3 Takes on Gold's Response to CPI
The 1st reaosn is obvious, the 2nd not so obvious and the 3rd reason needs some thinking.
One possible reason (not the best reason) is that annual core inflation slowed to 6.0% in May from 6.0%, posting its 2nd straight monthly decline. This may not be so significant due to base factors and the removal of surging energy prices. But it may be telling us that inflation is starting to consolidate, when removing energy factors.
The better explanation for today's surge in metals is what emerged 90 mins after the release of the CPI. The University of Michigan consumer sentiment plunged to a record low of 50.2 in June from 58.4, highlighting people's pessimism with surging fuel prices, broad rise in inflation (food, transports, shelter and health) and tumbling wealth effect from stocks and bonds. When the consumer is suffering at the same time the Fed is expected to raise rates by 150-bps between next week and September, gold traders have to cheer. Why? They're anticipating either a policy error by the Fed (hiking too much forcing them to backtrack on rates), or Fed pausing for an extended period of time. Either outcome, should see inflation peak or pull down modestly, but not as fast the decline as bond yields. Such an outcome would be negative for real bond yields.

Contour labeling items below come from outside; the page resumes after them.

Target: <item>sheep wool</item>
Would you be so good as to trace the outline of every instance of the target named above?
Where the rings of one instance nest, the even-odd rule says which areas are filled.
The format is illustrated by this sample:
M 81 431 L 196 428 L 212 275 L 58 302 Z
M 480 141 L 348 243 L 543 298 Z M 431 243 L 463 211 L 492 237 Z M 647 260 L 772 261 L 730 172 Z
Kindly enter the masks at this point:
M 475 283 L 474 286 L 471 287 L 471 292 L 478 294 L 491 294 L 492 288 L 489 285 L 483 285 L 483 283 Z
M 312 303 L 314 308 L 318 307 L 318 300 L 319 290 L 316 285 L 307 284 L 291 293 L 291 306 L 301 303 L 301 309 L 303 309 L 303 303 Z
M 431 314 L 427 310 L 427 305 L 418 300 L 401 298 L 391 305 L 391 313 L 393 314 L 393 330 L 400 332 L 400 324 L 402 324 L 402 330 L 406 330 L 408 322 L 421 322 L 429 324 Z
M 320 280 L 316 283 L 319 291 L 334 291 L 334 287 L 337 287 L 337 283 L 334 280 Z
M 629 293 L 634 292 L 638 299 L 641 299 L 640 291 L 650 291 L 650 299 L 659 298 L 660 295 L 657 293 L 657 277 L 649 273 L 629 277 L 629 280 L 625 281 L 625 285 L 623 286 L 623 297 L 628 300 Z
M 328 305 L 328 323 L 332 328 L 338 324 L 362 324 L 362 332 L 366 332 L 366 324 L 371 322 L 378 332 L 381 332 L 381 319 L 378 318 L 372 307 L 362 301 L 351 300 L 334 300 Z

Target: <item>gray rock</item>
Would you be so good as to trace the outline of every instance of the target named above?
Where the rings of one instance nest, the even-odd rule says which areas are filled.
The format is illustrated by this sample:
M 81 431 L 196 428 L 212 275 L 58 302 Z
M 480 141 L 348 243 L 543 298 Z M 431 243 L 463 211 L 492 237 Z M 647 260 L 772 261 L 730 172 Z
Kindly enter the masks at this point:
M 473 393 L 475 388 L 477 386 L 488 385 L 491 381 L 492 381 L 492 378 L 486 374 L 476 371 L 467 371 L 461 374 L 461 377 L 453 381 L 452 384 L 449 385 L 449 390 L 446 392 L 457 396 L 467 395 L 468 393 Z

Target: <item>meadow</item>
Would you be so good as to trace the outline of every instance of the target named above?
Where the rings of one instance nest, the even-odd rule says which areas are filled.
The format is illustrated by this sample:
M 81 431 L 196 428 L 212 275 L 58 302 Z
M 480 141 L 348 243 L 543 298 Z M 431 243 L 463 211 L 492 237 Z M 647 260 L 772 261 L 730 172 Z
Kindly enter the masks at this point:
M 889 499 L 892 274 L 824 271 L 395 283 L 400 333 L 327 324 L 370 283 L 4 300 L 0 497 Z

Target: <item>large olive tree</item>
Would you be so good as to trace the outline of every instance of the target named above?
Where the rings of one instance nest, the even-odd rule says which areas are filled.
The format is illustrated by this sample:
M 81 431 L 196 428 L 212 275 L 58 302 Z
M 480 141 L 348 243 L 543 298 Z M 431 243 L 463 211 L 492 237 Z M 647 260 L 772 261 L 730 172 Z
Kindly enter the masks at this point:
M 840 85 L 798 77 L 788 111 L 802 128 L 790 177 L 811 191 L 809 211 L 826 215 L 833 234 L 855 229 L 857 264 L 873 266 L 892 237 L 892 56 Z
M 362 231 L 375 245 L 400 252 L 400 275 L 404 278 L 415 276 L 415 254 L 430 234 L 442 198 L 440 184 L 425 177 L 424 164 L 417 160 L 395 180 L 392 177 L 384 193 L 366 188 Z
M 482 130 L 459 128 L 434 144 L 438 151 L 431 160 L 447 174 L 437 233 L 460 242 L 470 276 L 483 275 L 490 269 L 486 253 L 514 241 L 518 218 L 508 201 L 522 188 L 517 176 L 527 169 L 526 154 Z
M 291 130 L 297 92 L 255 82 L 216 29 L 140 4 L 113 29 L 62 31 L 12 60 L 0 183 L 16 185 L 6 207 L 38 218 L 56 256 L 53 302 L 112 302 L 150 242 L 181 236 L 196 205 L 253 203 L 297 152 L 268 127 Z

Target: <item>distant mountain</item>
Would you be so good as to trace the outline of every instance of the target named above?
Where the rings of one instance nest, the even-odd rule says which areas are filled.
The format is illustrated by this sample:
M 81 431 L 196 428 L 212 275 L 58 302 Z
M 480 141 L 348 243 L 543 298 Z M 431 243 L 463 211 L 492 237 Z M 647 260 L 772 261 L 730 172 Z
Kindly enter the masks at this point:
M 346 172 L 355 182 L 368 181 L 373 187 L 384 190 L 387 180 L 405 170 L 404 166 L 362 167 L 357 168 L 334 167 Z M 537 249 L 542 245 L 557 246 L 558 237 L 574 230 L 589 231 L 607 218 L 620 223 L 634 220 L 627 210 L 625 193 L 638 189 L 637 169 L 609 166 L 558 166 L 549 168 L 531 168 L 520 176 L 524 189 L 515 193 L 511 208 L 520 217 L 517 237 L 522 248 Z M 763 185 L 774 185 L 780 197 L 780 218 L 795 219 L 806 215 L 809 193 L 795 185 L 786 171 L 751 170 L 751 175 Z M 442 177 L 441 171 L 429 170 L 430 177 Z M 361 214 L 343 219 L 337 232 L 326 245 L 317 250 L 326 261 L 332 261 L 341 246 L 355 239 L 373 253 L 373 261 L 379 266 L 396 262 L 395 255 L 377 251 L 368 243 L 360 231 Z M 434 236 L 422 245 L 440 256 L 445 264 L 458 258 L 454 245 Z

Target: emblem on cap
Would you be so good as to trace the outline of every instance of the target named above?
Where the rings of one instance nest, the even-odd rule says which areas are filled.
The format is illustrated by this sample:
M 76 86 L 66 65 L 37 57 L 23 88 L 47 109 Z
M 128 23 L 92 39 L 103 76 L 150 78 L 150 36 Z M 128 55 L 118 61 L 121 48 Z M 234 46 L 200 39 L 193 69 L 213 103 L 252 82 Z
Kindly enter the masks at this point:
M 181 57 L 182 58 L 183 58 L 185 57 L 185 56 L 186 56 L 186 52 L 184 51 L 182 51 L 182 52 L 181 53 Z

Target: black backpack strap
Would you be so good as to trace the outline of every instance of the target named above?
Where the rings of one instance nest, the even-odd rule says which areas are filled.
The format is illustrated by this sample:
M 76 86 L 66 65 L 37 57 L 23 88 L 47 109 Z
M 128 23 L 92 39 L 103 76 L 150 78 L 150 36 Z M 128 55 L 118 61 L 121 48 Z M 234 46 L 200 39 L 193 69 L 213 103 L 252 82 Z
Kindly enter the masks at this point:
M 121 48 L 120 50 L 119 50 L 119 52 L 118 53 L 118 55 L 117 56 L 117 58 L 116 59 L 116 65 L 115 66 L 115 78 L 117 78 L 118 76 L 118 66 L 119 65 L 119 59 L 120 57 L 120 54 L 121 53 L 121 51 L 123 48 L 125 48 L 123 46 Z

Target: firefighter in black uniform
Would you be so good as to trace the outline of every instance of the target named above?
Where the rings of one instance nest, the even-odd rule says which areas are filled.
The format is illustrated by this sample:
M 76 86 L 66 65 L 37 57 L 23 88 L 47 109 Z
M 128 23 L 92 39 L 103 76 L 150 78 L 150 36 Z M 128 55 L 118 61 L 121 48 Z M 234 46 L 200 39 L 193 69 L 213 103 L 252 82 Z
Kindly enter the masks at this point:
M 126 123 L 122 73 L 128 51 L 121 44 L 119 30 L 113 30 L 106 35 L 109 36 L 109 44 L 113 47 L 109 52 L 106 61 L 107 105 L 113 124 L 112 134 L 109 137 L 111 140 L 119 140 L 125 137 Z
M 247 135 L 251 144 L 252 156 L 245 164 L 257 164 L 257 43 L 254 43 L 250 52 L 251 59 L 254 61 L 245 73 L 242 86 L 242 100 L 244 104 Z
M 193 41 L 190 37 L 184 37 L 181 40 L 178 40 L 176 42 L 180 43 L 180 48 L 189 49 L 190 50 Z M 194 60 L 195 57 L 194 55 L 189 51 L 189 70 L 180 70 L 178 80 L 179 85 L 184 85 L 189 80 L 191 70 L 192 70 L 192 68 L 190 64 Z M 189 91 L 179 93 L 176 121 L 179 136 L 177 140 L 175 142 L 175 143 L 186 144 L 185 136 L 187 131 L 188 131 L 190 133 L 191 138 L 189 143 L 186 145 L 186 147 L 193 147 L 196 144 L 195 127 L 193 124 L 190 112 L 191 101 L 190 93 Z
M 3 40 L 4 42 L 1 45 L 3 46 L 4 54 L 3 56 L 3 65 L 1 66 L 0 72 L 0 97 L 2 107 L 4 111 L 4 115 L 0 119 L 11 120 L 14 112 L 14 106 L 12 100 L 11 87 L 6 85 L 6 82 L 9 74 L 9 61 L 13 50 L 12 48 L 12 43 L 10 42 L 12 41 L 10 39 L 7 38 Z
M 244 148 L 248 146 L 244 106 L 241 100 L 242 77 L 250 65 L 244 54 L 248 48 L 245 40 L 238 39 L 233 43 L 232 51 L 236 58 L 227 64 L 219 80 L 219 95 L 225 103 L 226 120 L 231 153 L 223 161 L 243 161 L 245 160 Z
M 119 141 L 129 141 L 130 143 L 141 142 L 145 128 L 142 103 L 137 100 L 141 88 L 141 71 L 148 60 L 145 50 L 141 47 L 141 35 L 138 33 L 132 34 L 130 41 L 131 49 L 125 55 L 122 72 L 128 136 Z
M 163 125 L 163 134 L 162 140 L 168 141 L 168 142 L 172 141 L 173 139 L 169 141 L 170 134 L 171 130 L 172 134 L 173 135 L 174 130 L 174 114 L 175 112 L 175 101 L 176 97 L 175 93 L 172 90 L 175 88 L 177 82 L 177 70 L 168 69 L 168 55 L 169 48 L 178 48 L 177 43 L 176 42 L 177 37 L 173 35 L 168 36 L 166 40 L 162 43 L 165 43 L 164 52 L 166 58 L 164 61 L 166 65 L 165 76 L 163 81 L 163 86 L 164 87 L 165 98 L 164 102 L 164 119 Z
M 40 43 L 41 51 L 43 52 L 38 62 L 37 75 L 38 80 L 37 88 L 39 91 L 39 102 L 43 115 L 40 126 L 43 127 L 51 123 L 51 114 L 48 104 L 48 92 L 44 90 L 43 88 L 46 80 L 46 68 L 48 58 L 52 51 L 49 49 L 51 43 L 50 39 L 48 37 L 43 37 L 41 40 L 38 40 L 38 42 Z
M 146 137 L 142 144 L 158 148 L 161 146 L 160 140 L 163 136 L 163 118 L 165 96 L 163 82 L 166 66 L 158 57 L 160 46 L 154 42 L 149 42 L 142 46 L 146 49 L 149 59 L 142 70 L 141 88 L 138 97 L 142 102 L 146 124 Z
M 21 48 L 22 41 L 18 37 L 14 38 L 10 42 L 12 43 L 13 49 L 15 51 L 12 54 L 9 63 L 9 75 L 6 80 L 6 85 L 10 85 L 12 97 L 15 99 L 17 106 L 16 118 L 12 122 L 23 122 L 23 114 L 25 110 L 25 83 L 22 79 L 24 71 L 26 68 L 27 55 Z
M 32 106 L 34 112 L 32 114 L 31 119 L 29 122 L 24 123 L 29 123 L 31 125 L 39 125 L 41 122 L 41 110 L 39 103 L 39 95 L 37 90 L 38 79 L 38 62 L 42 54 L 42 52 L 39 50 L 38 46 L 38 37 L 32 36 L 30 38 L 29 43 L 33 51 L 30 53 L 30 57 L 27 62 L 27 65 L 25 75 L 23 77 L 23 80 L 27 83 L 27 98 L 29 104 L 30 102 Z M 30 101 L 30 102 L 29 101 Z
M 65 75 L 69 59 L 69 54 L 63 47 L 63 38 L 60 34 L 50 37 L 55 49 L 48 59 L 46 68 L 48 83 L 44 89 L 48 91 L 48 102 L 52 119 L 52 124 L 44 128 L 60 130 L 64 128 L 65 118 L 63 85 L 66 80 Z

Should we wait for the Conference Board's own index of consumer confidence on June 28, which is so far after next week's Fed decision? Let's see.

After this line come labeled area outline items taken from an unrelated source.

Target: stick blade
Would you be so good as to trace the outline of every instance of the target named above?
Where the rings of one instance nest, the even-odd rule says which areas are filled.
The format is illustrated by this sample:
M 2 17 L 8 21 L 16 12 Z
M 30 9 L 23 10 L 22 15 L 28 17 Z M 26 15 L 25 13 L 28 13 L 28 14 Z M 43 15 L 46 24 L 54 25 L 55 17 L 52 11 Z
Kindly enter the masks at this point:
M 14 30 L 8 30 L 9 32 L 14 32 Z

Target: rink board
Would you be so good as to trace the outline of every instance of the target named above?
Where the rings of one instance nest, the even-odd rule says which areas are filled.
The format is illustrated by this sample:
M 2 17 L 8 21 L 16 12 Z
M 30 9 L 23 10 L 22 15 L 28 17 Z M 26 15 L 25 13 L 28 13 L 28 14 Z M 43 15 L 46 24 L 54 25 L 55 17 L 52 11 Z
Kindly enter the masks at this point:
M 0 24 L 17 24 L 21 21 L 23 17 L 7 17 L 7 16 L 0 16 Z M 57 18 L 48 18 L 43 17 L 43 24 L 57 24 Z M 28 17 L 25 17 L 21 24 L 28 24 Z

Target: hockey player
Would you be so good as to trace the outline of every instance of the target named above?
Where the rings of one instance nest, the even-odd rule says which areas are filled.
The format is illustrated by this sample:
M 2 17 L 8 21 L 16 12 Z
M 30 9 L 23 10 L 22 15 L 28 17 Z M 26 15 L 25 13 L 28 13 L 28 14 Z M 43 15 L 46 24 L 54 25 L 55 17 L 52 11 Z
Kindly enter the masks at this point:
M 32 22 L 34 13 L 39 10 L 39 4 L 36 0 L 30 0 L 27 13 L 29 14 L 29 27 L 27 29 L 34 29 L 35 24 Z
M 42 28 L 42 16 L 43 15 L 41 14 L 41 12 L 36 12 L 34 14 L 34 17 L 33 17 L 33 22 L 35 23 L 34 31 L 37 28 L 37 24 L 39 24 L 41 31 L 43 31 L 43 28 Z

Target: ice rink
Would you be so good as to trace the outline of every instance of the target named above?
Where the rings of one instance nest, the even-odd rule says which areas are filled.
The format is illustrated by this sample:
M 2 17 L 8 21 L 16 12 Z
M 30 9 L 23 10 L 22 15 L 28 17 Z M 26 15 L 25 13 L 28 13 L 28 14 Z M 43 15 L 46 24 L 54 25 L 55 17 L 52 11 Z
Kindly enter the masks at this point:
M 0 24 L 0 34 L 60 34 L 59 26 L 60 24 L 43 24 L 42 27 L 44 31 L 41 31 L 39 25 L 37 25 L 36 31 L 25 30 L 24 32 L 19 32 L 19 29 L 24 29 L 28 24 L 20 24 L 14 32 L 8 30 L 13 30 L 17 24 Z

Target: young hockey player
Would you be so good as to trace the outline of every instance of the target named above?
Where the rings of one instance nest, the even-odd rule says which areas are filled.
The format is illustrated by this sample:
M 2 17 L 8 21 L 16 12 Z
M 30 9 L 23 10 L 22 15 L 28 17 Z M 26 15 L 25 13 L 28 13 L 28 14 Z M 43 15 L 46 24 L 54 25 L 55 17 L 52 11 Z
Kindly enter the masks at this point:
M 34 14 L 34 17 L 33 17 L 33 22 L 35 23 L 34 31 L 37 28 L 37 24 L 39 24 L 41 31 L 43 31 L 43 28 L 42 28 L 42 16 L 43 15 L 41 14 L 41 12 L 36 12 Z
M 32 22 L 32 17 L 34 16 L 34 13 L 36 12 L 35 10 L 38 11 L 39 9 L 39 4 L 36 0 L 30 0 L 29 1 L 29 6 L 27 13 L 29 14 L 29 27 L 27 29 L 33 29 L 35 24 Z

How about a 3rd reason (far from obvious) to the rise in gold? Let's consider breakeven inflation, which is the difference between nominal bond yields and the real yield on an inflation-linked bond (designed to make up for the extent to which the yield exceeds inflation). As gasoline prices picked up fresh momentum two weeks ago, inflation expectations rose across the breakeven curve. More in breakevens here.

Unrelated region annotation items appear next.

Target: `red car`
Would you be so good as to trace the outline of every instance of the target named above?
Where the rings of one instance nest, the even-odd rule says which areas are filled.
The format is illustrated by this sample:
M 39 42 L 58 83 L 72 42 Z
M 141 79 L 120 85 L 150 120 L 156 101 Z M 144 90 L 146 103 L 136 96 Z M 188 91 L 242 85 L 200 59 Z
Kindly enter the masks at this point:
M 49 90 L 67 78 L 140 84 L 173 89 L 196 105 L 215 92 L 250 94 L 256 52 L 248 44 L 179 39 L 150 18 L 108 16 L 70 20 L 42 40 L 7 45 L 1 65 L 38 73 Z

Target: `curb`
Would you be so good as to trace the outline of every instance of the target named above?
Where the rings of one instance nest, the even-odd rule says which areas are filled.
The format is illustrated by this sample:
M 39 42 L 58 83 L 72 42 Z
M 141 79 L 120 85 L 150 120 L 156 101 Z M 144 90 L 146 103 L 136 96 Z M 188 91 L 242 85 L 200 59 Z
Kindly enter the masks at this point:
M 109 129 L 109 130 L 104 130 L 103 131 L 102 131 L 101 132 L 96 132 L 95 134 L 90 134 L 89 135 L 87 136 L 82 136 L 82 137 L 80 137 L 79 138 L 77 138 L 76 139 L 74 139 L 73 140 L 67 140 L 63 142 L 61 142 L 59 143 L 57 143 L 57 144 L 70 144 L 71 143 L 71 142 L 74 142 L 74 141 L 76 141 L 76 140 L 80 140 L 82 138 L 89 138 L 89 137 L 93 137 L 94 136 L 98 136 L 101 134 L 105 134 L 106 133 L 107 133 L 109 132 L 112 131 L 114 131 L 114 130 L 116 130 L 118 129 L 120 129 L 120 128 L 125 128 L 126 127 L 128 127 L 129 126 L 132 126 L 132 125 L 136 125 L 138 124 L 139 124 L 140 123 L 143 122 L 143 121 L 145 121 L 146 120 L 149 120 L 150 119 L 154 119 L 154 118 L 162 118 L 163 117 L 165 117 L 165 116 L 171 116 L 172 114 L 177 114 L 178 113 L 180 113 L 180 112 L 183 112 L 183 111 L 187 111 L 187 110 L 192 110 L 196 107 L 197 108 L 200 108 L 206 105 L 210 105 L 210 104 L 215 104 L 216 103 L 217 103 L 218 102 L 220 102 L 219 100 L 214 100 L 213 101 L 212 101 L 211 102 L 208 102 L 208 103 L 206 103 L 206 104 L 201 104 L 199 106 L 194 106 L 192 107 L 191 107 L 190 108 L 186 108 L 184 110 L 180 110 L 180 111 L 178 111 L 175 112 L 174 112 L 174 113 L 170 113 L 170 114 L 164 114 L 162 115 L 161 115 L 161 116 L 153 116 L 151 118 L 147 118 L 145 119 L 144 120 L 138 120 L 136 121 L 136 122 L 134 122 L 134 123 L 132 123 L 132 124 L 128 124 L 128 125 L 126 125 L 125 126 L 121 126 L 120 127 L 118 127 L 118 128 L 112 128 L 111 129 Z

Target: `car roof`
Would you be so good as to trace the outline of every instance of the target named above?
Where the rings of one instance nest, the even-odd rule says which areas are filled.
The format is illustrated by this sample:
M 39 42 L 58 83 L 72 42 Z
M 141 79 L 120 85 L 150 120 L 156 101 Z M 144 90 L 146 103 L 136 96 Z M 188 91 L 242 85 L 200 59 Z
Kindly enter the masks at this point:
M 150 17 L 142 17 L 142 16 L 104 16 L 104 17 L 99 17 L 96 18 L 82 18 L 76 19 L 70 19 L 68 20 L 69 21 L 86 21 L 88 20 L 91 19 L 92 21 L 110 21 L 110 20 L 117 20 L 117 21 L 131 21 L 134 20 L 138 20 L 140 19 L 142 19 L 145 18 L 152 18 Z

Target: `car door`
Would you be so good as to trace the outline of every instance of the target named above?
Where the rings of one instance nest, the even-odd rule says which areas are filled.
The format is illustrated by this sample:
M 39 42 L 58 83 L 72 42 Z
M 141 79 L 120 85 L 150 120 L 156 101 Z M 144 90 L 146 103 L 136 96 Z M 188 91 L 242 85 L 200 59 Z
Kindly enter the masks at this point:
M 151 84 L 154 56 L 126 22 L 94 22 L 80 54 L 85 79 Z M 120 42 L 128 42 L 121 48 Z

Most specifically, 2-year breakeven inflation has accelerated its pace of advance relative to 10 and 5 year breakevens, highlighting the urgency to which inflation is gaining in the short-term horizon. And so in order to highlight the difference between near-term and longer-term inflation expectations, I plotted the 10-2 inflation spread against gold, showing how the decline in the inflation spread (jump in 2-year over 10-year) feeds into higher gold prices. Regardless of whether the Fed hikes through the autumn or not, gold will stick around for the eventual Fed capitulation.